La segunda es de arquitectura, y es la que deja lección para cualquier empresa: el aparato no podía hacer nada sin los servidores de Humane. No era una decisión técnica inevitable — era una decisión de negocio, la que sostenía la suscripción de 24 dólares. Y al desaparecer la empresa, se llevó consigo los aparatos de sus clientes.
Eso no es un accidente. Es el resultado previsible de un diseño donde el proveedor es el único que puede mantener el producto vivo.

Las cifras del caso, en una imagen.
Dónde te puede pasar a ti
No hace falta comprar hardware de IA para heredar este riesgo. La versión empresarial es rutinaria:
- El bot de atención de tu empresa vive en la plataforma de un proveedor. Si el proveedor cierra o te sube el precio, ¿qué te queda? ¿Las conversaciones? ¿Los contactos? ¿El flujo que diseñaron juntos?
- Tu CRM es de un tercero y los datos se exportan en un CSV que pierde el historial, las notas y las relaciones entre registros.
- La automatización que te ahorra 20 horas semanales corre en una cuenta que no es tuya, con credenciales que no tienes.
La pregunta no es si el proveedor es bueno. La pregunta es: si mañana desaparece, ¿tu operación sigue funcionando?
Y conviene hacérsela ahora, no cuando llegue el correo de cierre. En el mundo de la IA, empresas con 230 millones levantados cierran en diez meses.
Cómo se evita
1. Exigí exportación real, no un CSV. Los datos completos, con su estructura y sus relaciones. Prueba la exportación el primer mes, no cuando la necesites.
2. Que el código sea tuyo o al menos auditable. Si el sistema es una caja negra en un servidor ajeno, no tienes un activo: tienes un alquiler.
3. Credenciales a tu nombre. El dominio, la base de datos, las llaves de las APIs. Si el proveedor es el titular, el proveedor es el dueño.

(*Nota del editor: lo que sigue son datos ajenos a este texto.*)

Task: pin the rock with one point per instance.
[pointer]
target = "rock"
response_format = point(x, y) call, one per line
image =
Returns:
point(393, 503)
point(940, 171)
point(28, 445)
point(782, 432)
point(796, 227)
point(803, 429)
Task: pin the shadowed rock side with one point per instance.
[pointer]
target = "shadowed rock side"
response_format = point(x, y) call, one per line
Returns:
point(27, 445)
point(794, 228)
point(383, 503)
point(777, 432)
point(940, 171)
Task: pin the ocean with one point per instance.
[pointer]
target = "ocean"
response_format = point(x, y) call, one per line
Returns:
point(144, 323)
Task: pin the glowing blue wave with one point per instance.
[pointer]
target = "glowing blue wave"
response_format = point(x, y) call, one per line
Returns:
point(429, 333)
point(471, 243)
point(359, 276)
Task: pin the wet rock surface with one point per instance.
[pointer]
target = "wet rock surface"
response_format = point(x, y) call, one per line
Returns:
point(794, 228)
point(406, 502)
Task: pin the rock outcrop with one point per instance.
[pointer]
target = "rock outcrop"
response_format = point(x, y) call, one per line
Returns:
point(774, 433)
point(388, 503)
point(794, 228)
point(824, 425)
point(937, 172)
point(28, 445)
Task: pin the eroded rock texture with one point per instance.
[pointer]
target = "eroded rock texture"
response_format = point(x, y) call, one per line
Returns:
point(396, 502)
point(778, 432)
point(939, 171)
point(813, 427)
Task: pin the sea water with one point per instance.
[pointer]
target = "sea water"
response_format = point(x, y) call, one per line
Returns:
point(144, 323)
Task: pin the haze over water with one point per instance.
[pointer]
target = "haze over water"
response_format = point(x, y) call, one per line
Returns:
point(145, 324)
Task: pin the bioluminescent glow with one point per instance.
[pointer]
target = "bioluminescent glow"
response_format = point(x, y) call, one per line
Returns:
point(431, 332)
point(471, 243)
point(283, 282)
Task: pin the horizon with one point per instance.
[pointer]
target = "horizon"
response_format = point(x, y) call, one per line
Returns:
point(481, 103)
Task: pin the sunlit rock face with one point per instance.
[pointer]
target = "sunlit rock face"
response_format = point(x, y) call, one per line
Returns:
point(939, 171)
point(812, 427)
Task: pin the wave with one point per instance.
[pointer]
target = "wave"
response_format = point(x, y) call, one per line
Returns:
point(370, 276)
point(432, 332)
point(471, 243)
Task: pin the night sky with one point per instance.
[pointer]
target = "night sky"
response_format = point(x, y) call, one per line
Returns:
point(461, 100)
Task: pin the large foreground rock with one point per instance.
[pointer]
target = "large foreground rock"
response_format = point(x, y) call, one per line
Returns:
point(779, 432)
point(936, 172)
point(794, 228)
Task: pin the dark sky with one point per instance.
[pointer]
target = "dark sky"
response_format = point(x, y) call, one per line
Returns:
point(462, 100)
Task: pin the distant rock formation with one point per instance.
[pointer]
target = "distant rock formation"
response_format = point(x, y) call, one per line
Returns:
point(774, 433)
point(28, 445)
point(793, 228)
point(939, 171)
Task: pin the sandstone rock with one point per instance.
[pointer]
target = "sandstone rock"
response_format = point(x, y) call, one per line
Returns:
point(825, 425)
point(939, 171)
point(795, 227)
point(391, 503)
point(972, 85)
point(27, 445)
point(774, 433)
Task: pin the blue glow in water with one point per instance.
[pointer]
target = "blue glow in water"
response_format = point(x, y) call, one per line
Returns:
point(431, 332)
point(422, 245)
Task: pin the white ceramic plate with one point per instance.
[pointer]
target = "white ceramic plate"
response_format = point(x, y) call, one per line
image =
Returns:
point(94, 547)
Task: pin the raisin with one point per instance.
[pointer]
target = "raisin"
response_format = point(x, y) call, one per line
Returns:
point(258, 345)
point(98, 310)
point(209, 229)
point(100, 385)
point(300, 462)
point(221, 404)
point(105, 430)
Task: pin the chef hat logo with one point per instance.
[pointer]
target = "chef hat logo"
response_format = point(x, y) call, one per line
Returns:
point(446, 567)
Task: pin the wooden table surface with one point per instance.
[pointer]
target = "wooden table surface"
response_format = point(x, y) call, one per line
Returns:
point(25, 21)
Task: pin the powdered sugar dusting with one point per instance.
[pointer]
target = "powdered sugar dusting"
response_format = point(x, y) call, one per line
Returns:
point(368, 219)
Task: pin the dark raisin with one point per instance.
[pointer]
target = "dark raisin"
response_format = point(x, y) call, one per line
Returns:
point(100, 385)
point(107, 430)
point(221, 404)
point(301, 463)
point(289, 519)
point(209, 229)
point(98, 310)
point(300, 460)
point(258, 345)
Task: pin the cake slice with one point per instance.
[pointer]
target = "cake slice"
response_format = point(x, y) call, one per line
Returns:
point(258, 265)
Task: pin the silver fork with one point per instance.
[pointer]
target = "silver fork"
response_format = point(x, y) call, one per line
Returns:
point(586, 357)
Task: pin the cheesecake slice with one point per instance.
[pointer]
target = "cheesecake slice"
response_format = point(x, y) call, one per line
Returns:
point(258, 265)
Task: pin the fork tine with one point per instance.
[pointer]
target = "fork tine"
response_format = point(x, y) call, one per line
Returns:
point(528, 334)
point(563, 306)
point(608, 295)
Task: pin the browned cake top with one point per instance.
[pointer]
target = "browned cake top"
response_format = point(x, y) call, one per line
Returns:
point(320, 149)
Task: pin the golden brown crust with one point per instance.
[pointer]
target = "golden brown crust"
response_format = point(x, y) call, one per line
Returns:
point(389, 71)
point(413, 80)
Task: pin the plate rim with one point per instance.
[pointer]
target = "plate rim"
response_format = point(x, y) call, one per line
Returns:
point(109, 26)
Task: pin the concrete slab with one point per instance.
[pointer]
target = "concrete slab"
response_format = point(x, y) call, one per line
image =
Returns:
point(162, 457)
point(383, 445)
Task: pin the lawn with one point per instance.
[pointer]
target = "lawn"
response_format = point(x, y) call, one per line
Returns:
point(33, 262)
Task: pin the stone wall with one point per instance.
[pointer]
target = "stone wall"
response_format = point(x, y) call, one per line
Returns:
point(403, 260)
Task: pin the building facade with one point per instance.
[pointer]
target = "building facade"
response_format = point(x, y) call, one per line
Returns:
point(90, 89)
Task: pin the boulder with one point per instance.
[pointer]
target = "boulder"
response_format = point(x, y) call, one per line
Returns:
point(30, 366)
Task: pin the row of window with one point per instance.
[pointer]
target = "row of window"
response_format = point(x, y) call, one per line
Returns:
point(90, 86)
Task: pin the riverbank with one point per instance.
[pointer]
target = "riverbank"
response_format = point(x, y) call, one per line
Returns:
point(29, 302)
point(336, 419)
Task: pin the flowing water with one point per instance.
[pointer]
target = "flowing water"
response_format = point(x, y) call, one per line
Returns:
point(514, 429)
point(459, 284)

4. Pregunta de salida en el contrato. Qué pasa con tus datos y tu operación si la relación termina — por cualquiera de las dos partes.
5. Preferí lo que degrada antes de lo que se apaga. Un sistema que sigue funcionando con menos capacidades cuando algo falla vale más que uno perfecto que muere entero.
Cómo lo hacemos en Catalizadora
Esta es, literalmente, la razón por la que existimos como existimos.
Cuando entregamos un sistema, entregamos el código, los datos y las credenciales a nombre del cliente. El repositorio es suyo, la base de datos está en su cuenta, el dominio a su nombre. Sin licencias, sin retainer obligatorio, sin nada que se apague si dejamos de trabajar juntos.
No es generosidad: es la única versión que sobrevive a la pregunta "¿y si Catalizadora desaparece?". Nuestra respuesta es que el sistema sigue funcionando, porque nunca dependió de nosotros para estar vivo. Nos quedamos seis meses después de la entrega para que el equipo del cliente sepa operarlo — y esa es toda la dependencia que debería existir.
Un sistema que solo el proveedor puede mantener vivo no es un activo. Es un AI Pin esperando su 28 de febrero.
Este es uno de los casos documentados en nuestra hemeroteca de fallas de IA. Todos con su fuente enlazada, y todos con la misma conclusión: el problema casi nunca es el modelo.